At all times, it is important to develop the capacity of the person to self-manage their own wellness needs to the extent they are able. This means empowering people through information and support that is appropriate to their current life circumstances. Services need to adopt a "You can do it - We can help" approach. Effective communication and collaboration at all levels, frequent review, flexibility, and a personalised approach with the consumer's wellbeing as the priority, enable this type of service approach.
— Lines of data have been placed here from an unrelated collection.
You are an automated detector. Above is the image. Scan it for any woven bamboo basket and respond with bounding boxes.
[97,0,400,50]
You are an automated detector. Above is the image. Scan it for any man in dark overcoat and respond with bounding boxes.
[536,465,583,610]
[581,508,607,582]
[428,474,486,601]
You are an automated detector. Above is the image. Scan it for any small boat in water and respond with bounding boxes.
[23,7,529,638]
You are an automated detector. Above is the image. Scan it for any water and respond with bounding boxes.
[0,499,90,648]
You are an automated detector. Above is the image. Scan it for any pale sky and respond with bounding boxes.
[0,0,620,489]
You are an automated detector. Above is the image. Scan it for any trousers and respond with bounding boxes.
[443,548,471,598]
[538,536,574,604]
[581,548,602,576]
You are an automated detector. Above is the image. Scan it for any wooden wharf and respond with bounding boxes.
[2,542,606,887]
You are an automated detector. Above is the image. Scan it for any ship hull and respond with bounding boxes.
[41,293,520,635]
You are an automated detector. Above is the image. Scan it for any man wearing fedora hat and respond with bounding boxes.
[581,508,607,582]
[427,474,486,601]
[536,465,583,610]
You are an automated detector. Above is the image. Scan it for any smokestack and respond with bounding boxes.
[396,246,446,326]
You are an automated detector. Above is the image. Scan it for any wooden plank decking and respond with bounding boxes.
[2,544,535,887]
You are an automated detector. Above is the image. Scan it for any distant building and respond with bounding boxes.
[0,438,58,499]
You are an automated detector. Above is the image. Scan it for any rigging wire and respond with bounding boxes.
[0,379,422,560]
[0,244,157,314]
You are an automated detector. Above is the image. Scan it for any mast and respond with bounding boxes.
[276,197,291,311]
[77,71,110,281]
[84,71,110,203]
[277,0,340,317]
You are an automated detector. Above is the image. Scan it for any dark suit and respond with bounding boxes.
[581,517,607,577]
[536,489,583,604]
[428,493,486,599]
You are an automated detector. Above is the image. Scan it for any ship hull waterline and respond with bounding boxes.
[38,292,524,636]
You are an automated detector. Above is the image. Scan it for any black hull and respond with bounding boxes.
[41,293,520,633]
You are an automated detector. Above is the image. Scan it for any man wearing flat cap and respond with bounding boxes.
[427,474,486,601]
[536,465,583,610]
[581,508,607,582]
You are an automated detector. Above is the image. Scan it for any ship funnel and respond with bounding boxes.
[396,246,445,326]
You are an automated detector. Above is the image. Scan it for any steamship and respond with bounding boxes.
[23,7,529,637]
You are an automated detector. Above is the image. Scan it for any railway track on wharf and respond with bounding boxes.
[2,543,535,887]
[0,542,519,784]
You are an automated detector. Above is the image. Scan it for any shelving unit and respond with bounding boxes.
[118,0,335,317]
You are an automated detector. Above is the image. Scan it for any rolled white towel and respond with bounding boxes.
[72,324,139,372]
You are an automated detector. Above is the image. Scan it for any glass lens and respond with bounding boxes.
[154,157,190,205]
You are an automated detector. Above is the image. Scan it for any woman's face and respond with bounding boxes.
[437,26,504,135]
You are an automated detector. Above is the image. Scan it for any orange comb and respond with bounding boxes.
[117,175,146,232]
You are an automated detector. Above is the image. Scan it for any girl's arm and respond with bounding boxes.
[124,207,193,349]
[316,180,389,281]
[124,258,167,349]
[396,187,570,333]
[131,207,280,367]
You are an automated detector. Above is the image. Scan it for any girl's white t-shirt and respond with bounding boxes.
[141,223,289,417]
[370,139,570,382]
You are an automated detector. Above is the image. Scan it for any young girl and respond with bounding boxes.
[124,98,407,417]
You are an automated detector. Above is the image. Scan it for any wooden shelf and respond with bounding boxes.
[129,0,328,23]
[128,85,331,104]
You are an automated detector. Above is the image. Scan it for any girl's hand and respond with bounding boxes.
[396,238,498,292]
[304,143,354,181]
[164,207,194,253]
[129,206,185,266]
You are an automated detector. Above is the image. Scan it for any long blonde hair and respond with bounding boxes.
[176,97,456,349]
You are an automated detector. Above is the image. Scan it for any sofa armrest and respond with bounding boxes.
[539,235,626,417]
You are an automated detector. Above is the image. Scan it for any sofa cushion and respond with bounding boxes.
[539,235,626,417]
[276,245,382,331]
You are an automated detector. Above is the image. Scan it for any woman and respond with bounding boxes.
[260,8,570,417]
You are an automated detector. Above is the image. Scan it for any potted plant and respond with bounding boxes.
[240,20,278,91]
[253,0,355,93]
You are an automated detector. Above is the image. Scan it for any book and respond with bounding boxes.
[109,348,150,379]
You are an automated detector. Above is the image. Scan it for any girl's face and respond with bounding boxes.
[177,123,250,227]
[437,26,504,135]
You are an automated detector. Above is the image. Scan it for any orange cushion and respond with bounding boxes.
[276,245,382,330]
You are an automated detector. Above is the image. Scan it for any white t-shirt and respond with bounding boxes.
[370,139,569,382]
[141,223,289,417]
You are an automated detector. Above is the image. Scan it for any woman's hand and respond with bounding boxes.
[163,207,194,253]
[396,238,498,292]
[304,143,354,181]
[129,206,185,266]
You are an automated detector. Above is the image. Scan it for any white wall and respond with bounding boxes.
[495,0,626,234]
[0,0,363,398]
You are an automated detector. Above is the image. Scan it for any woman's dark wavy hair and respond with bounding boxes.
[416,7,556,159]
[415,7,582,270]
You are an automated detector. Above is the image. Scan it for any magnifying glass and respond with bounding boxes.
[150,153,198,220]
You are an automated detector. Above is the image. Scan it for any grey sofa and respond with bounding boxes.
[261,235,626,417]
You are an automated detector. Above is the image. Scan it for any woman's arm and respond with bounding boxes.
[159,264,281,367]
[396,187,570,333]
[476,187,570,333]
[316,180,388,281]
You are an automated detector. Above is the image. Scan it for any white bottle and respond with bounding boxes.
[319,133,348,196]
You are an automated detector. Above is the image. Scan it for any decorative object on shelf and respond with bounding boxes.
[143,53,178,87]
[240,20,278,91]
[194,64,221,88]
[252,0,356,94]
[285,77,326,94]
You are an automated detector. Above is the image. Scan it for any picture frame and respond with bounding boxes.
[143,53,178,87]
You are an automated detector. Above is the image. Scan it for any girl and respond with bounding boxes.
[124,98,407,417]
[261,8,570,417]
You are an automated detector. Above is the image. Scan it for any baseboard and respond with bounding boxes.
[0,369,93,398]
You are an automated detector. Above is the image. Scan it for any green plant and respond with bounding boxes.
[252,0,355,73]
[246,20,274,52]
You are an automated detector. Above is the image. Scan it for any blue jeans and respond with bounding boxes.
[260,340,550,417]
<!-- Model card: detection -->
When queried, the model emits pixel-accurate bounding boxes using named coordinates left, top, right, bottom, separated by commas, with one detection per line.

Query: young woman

Importantly, anticipation and planning have to be realistic. This means taking small steps with achievable goals to ensure success. It also means taking into account the availability of services to support mental health. At present, few communities provide all the potentially necessary supports. Some communities are especially disadvantaged in terms of access and alternatives due to remoteness or unique cultural needs. Such realities must be acknowledged, and innovative and collaborative approaches to anticipation and planning found to eliminate barriers to access. At the same time, advocacy for increased resourcing of the mental health system, commensurate with need, must be undertaken by all those with an interest in mental health. Top of page


To implement the Anticipation component of the 4As Framework, the following outcomes need to be achieved:
  • Self-management of mental health is encouraged and supported at all levels.

  • Routine planning for relapse prevention, rehabilitation and recovery occurs throughout the mental health service system.

  • Effective and appropriate discharge and continuing care planning is implemented in all services.

  • Crisis plans are available and implemented.